Recognizing the need far exceeded the capacity of any single agency, United Way also asked a number of public and private nonprofit agencies to help the residents relocate. Twelve agencies responded and, since last July, helped to rehouse nearly 75% of the 128 households who sought assistance.
The success of those agencies’ combined efforts is to be commended. They represent a shining example of the power of collective giving and coordinated service delivery.
This situational progress, however, must not obscure the reality that housing displacement and evictions occur every day in Charlotte and will continue to happen at ever-accelerating rates until we, as a community, address the systemic problems that contribute to the loss of existing affordable housing, perpetuate discriminatory housing practices and ultimately prevent equitable access to opportunity.
In recent years Charlotte has rallied to address the affordable housing crisis.
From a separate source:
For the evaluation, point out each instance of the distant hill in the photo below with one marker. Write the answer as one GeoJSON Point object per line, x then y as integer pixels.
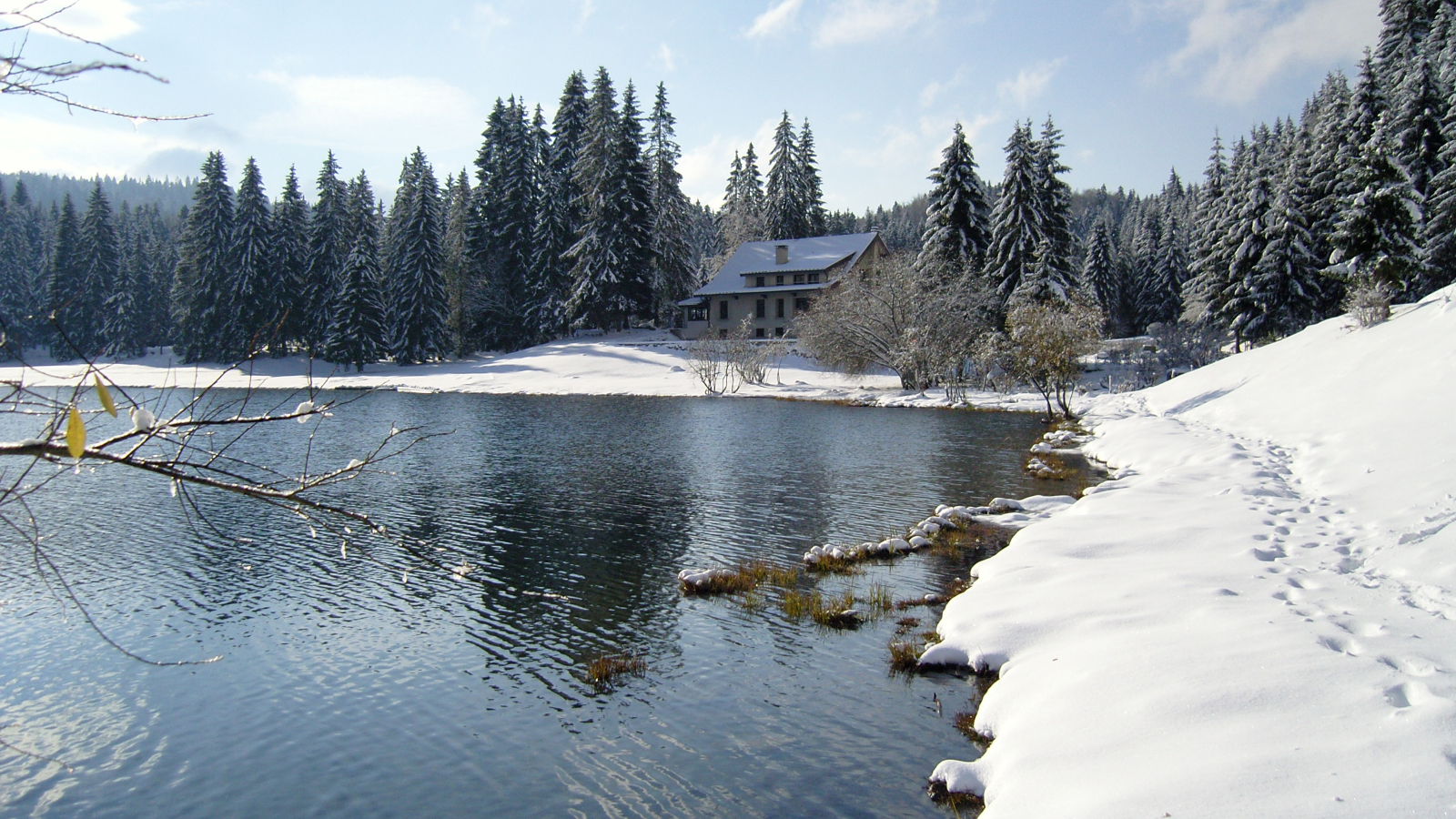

Voters approved $50 million in bonds to build affordable housing and the Charlotte Housing Opportunity Investment Fund matched the voters’ investment, raising an additional $53 million.
However, it will take years to see the impact of these investments. Meanwhile, Charlotte is losing affordable housing units faster than they can be built. We must deploy all the tools available to us to protect our current supply of affordable housing and remove the barriers that prevent access to housing.
How do we preserve affordable housing? An important first step is to continue efforts to strengthen, and then use, code enforcement. Landlords who fail to maintain their properties must be held accountable, and the revenue generated from any fines should be reinvested to preserve existing housing.
Other cities including Dallas, Philadelphia, Sacramento, San Francisco and Chapel Hill have chosen an even more aggressive response of purchasing affordable rental apartments and using ‘master leasing’ to help displaced residents avoid homelessness. By doing so, they are increasing the affordable housing stock for those most in need.
How do we ensure access to existing affordable housing? We can advocate for legislative changes that would prevent landlords from discriminating against residents because of the source of their rental income. Under North Carolina law, a landlord can refuse to accept any housing voucher or other form of rental subsidy, even when the subsidy is permanent.
Similarly, we can destigmatize evictions. At Lake Arbor, 15% of the residents struggled to secure housing because of a past eviction. The Lake Arbor crisis team of agencies worked with those families to overcome this significant barrier. Sadly, such emergency support is not available to more than 2,700 households facing eviction proceedings each month in Mecklenburg County, because of limited funding for legal counsel. An eviction can leave the family homeless even after they remedy the cause for the eviction filing.
We can look to other communities for additional remedies. In Los Angeles, state law allows cities to implement ordinances outlining the legal reasons for eviction and to specify when the landlord must pay to support tenant relocation. North Carolina law could be amended to allow Mecklenburg and other urban counties to impose similar restrictions.
We responded as a community when Lake Arbor residents faced displacement. We must continue to respond with ever-louder voices and more insistent demands when one by one, rising housing costs and stagnant wages push our neighbors out of their homes. The policy solutions are not theoretical. They are working in other communities. Our elected officials and community leaders must hear and respond to our community’s support for the reforms needed to create a more equitable housing system.